Darden Restaurants Weak - Another "Tell" Stock
By:
TraderMark Wednesday, December 19, 2007 11:51 AM
I started writing about the tough times ahead for Restaurants back in September (
Tough Times Ahead: Restaurants?)Middle class consumer squeezed along with skyrocketing inputs for their food doesn't bode well for profit margins in this group as a whole. We have the cheese inflation, the dairy inflation, the corn inflation and now the wheat inflation.While everyone focused on the home builders, and they had just begun to get negative on the retailers, I was mentioning how restaurant stocks outside of magical Chipotle (
Chipotle - the One Impervious Restaurant Stock) were the next shoe to drop. I sounded like a raving doomsday lunatic then, but slowly all these items are coming to fruition, one by one. Unfortunately, I cannot short individual stocks in this simulation and there is no ETF that shorts restaurants so all I can do is talk about it, and not act on it. But we have slowly but surely seen the shoes fall.

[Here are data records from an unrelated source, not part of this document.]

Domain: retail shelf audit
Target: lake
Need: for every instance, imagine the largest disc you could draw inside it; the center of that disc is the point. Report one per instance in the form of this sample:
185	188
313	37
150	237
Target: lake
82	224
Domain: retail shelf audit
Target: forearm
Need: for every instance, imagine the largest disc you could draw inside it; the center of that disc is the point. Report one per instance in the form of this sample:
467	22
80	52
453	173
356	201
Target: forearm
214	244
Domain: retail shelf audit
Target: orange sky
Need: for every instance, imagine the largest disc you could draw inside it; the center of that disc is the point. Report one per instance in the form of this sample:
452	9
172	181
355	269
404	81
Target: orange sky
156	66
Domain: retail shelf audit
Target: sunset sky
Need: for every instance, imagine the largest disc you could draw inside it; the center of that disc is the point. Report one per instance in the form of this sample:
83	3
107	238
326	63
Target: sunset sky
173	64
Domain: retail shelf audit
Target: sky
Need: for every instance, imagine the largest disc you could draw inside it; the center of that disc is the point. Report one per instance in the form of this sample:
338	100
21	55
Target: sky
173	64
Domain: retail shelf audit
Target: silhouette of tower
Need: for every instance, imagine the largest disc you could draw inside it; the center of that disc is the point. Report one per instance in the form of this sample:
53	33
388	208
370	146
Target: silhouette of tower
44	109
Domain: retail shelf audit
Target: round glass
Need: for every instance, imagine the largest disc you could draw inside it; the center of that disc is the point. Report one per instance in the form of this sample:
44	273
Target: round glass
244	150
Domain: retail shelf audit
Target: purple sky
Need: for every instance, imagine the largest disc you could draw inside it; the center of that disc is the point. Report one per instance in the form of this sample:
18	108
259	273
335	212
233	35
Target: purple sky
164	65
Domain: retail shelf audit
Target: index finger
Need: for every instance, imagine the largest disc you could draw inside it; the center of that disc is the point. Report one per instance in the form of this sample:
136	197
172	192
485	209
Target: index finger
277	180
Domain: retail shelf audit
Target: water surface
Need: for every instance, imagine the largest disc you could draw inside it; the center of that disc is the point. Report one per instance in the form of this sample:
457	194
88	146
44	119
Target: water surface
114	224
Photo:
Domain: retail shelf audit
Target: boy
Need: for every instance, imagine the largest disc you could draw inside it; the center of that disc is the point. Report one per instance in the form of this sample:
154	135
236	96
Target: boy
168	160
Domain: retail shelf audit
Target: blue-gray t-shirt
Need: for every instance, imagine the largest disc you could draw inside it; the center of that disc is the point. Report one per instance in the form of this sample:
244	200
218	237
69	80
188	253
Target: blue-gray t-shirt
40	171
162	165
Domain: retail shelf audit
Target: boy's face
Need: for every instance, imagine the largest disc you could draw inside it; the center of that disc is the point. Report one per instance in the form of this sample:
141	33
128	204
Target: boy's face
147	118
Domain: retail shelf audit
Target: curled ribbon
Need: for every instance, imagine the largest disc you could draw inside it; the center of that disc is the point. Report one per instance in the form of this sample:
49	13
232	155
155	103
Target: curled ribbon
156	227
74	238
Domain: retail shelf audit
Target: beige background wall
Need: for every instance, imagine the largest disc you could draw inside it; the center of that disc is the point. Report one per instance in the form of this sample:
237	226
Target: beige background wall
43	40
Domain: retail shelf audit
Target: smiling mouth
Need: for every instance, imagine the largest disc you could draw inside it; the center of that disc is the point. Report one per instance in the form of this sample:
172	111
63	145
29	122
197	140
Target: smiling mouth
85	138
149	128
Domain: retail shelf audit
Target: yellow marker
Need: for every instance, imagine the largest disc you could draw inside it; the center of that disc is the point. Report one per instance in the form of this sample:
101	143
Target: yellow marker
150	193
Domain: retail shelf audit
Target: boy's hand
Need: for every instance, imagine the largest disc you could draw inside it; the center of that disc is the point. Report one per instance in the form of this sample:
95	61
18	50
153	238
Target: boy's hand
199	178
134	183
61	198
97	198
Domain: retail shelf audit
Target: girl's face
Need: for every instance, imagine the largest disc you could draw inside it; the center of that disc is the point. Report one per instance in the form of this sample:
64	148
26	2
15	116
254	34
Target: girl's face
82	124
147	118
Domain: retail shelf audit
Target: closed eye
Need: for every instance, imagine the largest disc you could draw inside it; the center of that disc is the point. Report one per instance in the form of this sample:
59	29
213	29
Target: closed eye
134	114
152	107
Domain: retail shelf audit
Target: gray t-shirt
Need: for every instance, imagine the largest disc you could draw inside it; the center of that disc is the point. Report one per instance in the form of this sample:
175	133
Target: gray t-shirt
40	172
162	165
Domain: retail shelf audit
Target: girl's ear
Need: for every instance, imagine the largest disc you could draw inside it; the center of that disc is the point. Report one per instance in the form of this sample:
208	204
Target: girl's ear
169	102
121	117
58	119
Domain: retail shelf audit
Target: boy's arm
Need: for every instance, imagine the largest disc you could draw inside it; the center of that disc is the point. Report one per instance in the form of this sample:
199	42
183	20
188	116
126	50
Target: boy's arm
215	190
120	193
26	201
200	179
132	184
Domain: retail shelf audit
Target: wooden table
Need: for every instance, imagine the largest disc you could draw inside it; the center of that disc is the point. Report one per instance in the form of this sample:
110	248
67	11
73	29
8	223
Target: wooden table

- (Oct 11th) Let's Check in on Ruby Tuesday's
- (Oct 31st) Food Inflation Starts to Hit Restaurants
I have a few other entries but to be blunt I don't follow this sector closely because we have a very saturated retail and restaurant situation in this country, so it's not exactly a growth story. But last night we had one of the really big names in the sector, Darden Restaurants, miss estimates by a country mile, and the type of restaurants this company runs (Olive Garden, Red Lobster) smacks right dab in the sweet spot of middle America. Also this company is generally run very well so we can't blame bad management for the results. 50 cents was the expectation - they came in at 30 cents. And lowered guidance. The talking heads blame the miss on acquisition costs but when you spend more than 30 seconds looking at their report you see the truth. The truth that Ben Bernanke and team have failed to acknowledge the past few years - raging inflation.
- Darden Restaurants Inc., which operates the Olive Garden and Red Lobster restaurant chains, said Tuesday its fiscal second-quarter profit dropped 30 percent due to charges and higher costs for food, beverages and labor.
- For the quarter ended Nov. 25, net income fell to $43.5 million, or 30 cents per share, from $61.7 million, or 41 cents per share, in the prior-year quarter.
- The company said Olive Garden U.S.